Acute phase proteins are significantly increased in AML patients during platelet transfusion treatment. A Hierarchically clustered heatmap depicting the 11 significantly different proteins on the rows and individual AML patients and healthy controls (CTRL) on the columns. The 11 significantly altered proteins were identified through the comparison of all samples from AML patients to those of healthy controls. Label free quantification intensities are Z-scored.
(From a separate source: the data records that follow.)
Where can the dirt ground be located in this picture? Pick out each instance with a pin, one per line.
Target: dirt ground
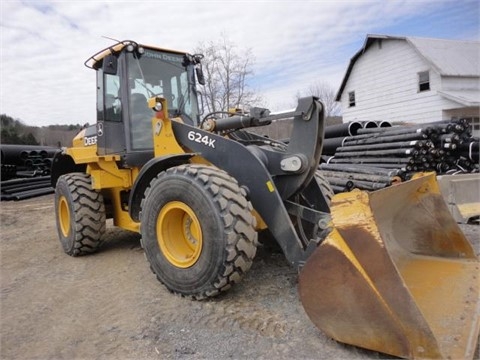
(110, 306)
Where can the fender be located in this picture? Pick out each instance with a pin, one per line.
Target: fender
(64, 164)
(151, 169)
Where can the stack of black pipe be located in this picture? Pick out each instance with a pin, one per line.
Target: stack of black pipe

B Longitudinal LFQ intensities showing the protein levels of cathelicidin antimicrobial peptide (CAMP), serum amyloid A-2 protein (SAA2), complement component C9 (C9) and hepcidin (HAMP). Non-imputed LFQ intensities are shown for all 10 patients and controls (CTRL)

Next, we evaluated how these proteins changed throughout the treatment phase in our patient cohort. To this end, we plotted protein levels for each individual patient over time for HAMP, CAMP, C9 and serum amyloid protein A-2 (SAA2). This showed that although a general upregulation was observed, the individual proteins revealed unique trends. Stable levels over time between and within individual patients were observed for C9, whereas individual-specific trends with dynamic changes were found for HAMP and SAA2. For example, we observed an increasing trend for HAMP and SAA2 levels towards the end of the treatment period (patient 3) and stable levels (patient 4) (Fig. 3B).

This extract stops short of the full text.